Takely sites are built to score well on PageSpeed Insights out of the box. The Starter package (£499 + £49/mo) includes hosting on fast infrastructure and a searchable text menu that is both readable and fast. The Growth package (£999 + £79/mo) adds locally-targeted landing pages and analytics so you can see how that speed translates into orders.

If you want to see how your current site performs before committing to anything, run the PageSpeed Insights test on your homepage and your menu page. Then contact us and we will walk you through the numbers.

Frequently asked questions

How fast should a restaurant website load on mobile?

Google's guidance points to under 2.5 seconds for the main content to appear (Largest Contentful Paint). Practically, aim for a PageSpeed Insights mobile score of 90 or above. Below 50 and you are almost certainly losing visitors before they see your menu — especially on Friday and Saturday nights when mobile traffic is highest and networks are busiest.

Does website speed affect my Google ranking?

Yes. Google officially uses page experience signals — including Core Web Vitals, which measure load speed, interactivity, and visual stability — as ranking factors. A slow site ranks lower than a comparable fast one. For a local takeaway competing in the map pack and organic results, slow loading is a direct disadvantage that no amount of keyword tweaking will fully overcome.

What is PageSpeed Insights and how do I use it?

PageSpeed Insights is a free Google tool at pagespeed.web.dev. Enter your website address, select the Mobile tab, and look at the score out of 100. Above 90 is good. Scroll to Diagnostics for a list of specific problems. You do not need to fix them yourself — but the report tells you exactly what a developer should be addressing, so you can hold them to it.
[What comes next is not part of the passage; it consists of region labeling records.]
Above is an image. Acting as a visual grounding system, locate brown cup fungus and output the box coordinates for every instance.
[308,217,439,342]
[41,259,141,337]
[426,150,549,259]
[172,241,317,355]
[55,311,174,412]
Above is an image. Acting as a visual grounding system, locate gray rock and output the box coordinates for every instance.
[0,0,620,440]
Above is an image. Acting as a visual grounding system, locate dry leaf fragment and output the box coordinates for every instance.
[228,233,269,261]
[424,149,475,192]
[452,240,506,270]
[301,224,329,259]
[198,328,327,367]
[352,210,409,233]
Why are my menu photos slowing down my website?

Photos from a modern smartphone are typically 4–8MB each. A menu page with ten uncompressed photos can be 50–80MB — far too large for a mobile visitor to load quickly. The fix is not removing photos but compressing and resizing them before upload. A properly compressed food photo for web should be under 200KB. That is the same image, at a fraction of the file size, with no visible quality difference on a phone screen.

Can cheap hosting slow down my takeaway website?

Yes, significantly. Budget shared hosting puts your site on a server alongside hundreds or thousands of other sites. When traffic spikes — typically in the early evening, exactly when hungry customers are searching — the server is overwhelmed and response times climb. Hosting on faster, dedicated or cloud infrastructure, ideally on UK-based servers, makes a real difference to how quickly your site responds under load.

My website looks fine to me — why would it be slow for customers?

Two reasons. First, you likely visit your own site on a reliable Wi-Fi connection with a fast device — conditions far better than many customers have. Second, browsers cache your site after the first visit, so return visits feel instant to you. Real-world visitors on a 4G signal ordering on a Friday night experience your site cold, with no cache. Run the PageSpeed Insights test on mobile to see what they actually experience.